Ma prima ancora che Renzi parli di “regolazione di conti” è già una raffica di dichiarazioni contro l’iniziativa di Bindi. Il solitamente pacato Luigi Zanda, presidente dei senatori Pd, vi legge «una tempistica sospetta» indizio di un’incombente «barbarie politica». «L’iniziativa di Bindi ci riporta indietro di secoli, quando i processi si facevano nelle piazze aizzando la folla», rincara il presidente del partito Matteo Orfini. Fino alla nota di fuoco che dettano i vicesegretari Lorenzo Guerini e Debora Serracchiani nel tardo pomeriggio: «La presidente della commissione, che per tanti anni ha richiamato tutti al valore della Costituzione, poteva evitare di metterne a repentaglio uno dei principi fondamentali per una personale lotta politica».

La vicenda che riguarda De Luca e che è stata tirata fuori dall’Antimafia risale a 17 anni fa e lo stesso De Luca ha rinunciato alla prescrizione, con la conseguenza che il procedimento è ancora in corso: si tratta della concessione della cassa integrazione per circa 250 operai dell’ex Ideal Standard e della richiesta di oneri di urbanizzazione a vantaggio del Comune (concussione, truffa e associazione per delinquere). «Sono orgoglioso di aver preso decisioni urbanistiche per salvare 250 lavoratori dell’Ideal Standard e rifarei gli atti esattamente come 17 anni fa», dice oggi De Luca. Che ha subito annunciato una querela per diffamazione contro la sua compagna di partito: «Mi pare evidente che questa campagna di aggressione ha un solo obiettivo: cercare di mettere in difficoltà il governo nazionale e Renzi. L’aggressione vera è al segretario del partito». Chiosa lo stesso Renzi: «Vincenzo De Luca ha denunciato Rosy Bindi.
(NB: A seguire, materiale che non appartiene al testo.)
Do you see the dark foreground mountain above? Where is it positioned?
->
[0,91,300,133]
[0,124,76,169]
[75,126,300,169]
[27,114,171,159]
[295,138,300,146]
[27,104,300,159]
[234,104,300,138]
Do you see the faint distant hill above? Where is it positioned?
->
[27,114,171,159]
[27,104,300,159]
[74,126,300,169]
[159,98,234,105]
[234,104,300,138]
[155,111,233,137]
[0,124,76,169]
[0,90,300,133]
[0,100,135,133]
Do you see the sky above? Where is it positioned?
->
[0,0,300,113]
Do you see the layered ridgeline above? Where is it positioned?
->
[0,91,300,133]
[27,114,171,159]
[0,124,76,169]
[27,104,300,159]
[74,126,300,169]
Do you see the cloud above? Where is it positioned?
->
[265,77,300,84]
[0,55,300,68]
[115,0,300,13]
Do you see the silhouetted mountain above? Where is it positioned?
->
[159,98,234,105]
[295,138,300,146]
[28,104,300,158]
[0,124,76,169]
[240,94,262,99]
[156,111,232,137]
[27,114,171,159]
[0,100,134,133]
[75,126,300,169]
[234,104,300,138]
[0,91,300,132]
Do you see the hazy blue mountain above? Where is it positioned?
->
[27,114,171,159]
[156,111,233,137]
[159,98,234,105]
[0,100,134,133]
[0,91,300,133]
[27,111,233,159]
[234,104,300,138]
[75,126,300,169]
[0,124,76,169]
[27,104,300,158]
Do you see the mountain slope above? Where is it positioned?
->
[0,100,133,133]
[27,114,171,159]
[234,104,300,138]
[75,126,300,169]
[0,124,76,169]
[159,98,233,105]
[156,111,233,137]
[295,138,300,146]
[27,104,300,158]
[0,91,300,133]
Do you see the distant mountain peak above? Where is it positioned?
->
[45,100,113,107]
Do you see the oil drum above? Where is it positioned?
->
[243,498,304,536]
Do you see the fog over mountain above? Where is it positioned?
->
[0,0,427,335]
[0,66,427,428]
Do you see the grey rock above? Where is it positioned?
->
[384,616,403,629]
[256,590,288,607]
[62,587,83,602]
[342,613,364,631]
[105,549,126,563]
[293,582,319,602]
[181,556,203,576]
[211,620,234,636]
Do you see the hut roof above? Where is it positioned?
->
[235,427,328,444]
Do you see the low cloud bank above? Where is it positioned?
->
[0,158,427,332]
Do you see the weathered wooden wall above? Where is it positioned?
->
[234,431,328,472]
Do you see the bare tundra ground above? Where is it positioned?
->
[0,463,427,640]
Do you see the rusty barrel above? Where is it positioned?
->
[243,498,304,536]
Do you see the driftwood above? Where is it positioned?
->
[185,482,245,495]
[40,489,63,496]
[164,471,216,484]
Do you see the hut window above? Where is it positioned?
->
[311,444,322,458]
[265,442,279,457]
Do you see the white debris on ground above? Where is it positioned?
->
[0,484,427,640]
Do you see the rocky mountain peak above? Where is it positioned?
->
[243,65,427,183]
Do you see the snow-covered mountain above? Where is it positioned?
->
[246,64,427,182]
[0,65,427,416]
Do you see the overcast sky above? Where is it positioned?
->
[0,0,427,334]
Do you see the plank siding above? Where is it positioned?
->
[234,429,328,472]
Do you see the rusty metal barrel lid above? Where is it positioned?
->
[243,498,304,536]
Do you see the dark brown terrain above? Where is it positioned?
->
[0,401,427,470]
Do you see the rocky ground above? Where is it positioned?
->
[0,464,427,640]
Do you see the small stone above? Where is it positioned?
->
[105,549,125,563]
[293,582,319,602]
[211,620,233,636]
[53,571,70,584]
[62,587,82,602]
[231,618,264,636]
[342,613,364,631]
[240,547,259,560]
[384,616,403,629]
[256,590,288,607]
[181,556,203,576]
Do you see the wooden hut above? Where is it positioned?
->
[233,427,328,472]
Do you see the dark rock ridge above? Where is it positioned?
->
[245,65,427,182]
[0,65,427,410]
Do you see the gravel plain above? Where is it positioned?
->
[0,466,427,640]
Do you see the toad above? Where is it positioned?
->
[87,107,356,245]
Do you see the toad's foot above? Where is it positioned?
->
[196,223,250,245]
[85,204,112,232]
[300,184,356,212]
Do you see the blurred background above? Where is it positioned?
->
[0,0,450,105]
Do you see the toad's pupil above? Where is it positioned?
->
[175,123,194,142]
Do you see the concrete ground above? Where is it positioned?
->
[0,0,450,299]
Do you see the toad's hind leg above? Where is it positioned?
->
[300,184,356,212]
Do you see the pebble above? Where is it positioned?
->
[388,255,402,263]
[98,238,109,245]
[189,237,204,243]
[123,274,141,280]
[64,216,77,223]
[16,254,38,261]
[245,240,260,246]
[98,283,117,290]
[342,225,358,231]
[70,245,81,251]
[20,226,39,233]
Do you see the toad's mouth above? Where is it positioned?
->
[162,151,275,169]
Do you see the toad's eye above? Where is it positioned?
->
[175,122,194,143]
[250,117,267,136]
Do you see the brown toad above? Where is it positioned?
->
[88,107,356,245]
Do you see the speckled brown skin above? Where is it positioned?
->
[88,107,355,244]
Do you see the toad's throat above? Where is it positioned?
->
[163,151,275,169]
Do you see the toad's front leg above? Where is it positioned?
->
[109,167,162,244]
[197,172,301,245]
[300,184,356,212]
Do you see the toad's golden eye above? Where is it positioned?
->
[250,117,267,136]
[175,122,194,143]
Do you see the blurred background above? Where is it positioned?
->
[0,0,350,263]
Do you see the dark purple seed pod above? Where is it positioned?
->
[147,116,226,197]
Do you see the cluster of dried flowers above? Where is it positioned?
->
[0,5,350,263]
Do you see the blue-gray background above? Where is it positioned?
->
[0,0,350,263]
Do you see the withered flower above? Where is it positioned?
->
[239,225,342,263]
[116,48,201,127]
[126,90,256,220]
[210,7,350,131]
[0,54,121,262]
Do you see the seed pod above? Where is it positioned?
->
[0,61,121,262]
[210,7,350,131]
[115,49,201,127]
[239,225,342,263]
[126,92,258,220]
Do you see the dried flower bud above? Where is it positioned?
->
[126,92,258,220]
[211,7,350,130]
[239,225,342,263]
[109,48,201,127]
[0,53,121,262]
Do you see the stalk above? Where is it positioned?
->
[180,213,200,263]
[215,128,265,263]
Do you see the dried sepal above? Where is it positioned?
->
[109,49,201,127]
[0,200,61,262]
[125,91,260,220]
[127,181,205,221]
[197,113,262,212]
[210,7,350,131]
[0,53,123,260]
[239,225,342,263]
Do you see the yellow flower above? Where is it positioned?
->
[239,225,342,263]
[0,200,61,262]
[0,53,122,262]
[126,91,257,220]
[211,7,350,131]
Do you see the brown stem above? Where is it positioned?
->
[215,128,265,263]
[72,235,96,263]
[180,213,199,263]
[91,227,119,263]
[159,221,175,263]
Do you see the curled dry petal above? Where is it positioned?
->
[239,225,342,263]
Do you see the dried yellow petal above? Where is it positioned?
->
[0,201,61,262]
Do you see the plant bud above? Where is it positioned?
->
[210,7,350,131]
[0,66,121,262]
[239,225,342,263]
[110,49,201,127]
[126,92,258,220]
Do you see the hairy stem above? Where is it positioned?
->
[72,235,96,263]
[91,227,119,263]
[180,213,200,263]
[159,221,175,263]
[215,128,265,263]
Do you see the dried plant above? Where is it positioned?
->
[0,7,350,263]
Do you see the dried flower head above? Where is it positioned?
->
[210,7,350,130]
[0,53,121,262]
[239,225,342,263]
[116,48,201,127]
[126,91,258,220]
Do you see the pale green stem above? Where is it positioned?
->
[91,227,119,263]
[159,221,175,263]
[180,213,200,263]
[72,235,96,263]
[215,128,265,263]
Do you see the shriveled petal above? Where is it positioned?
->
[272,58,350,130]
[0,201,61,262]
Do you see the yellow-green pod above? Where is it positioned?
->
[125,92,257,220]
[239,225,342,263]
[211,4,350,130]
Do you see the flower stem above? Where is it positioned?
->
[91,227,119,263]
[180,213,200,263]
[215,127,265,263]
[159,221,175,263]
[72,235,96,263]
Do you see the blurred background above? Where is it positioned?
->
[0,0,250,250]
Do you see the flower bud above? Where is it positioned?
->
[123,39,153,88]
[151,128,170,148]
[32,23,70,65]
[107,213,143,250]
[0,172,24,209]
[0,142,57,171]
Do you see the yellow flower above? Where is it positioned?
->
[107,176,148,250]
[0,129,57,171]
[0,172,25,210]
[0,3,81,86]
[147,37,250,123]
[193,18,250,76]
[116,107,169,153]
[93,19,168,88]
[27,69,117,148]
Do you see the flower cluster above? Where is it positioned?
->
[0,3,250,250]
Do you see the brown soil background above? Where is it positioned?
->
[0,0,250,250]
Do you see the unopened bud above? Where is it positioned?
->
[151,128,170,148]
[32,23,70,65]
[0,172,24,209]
Se la vedranno in tribunale».

Di certo il premier e segretario democratico non caccerà nessuno. Né c’è intenzione da parte del Pd di mettere in discussione la carica di Bindi all’Antimafia (la commissione da lei presieduta, tra l’altro, non rientra in quanto commissione speciale nel rinnovo che aspetta le commissioni permanenti a giugno). Piuttosto è lei, sottolineano molti renziani doc, a dover esaminare la sua coscienza e chiedersi il senso di restare nel Pd. In molti notano i nomi di chi è sceso in campo in difesa della Bindi parlando di accuse «inaccettabili»: Gianni Cuperlo, Stefano Fassina, Alfredo D’Attorre. E lo stesso Pier Luigi Bersani, pur con toni più pacati, prende posizione in favore di Bindi («l’Antimafia sta applicando un codice che abbiamo approvato tutti in Parlamento»). Per non parlare di Nichi Vendola e di tutta Sel. Da qui a sospettare che Bindi stia preparando il terreno, con questa mossa, per un nuovo partito a sinistra del Pd il passo è breve per il premier e i suoi. Anche perché i due membri renziani dell’Antimafia, Ernesto Carbone e Ernesto Magorno, hanno riferito a Renzi che l’inserimento di De Luca nella lista è avvenuto all’insaputa dei membri della commissione per mano della presidente. Questo fatto e la tempistica - il Codice in base al quale viene composta la lista, ha sottolineato il costituzionalista del Pd Stefano Ceccanti parlando di violazione della legge, prevede il diritto di replica degli interessati che in questo caso è impossibile - hanno indotto Renzi e i suoi a sospettare il trappolone “organizzato”. Le conseguenze di questo scontro a poche ore dal voto si vedranno alla ripresa parlamentare. Di certo, come ha buon gioco a notare il ministro dell’Interno e leader centrista Angelino Alfano, la vicenda è di «una ferocia senza precedenti dentro uno stesso partito».